Week of December 2, 2019                                        

Biddy Bird Grants Advice: Do you want to know a vendor will stand behind their product? Your attention to “evaluation” is your funder’s guarantee. 

Many grant-makers, even for some research projects, require you to evaluate your project.  A good evaluation is planned at the beginning of the project, and usually includes both “formative” (process evaluation) and “summative” (outcomes evaluation) components.  Funders who want evaluations often ask you to use an “external” evaluator – somebody outside the sphere of your project.  Sometimes they expect the evaluator to be outside of your institution as well.  It’s helpful to collect a list of possible evaluators you hear about from others so you can bring someone on-board fairly quickly and elicit a letter of commitment for the proposal.  Your evaluator should collaborate closely on the evaluation design, and ideally help write that section of the proposal.
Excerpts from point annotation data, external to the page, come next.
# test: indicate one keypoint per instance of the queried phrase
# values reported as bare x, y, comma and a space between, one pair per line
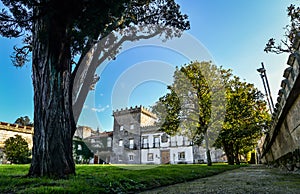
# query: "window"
150, 157
120, 158
164, 138
131, 126
130, 157
156, 142
145, 142
109, 142
131, 143
181, 155
120, 142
Week of December 9, 2019                                           

Biddy Bird Grants Advice: Most good writing requires 3 to a dozen re-writes. Never submit a proposal that only you have read! 

ALWAYS have someone besides yourself review important writing.  These might be a writing group member, a colleague, a relative or a professional.  Every person who has been funded appreciates early comments and reactions from critical readers.  No matter how good a writer you might be, you can always improve.  Good editors won’t judge your writing, they’ll just help you express yourself more clearly.  Everyone starts the process somewhere, so don’t worry if you feel like you didn’t leave school an effective writer.  Fear of judgment will never help you build that skill!  If you want others to see and benefit from your writing, or participate with your project by funding it, then getting another’s perspective on the writing will only make it easier for the target readers to grasp your intent.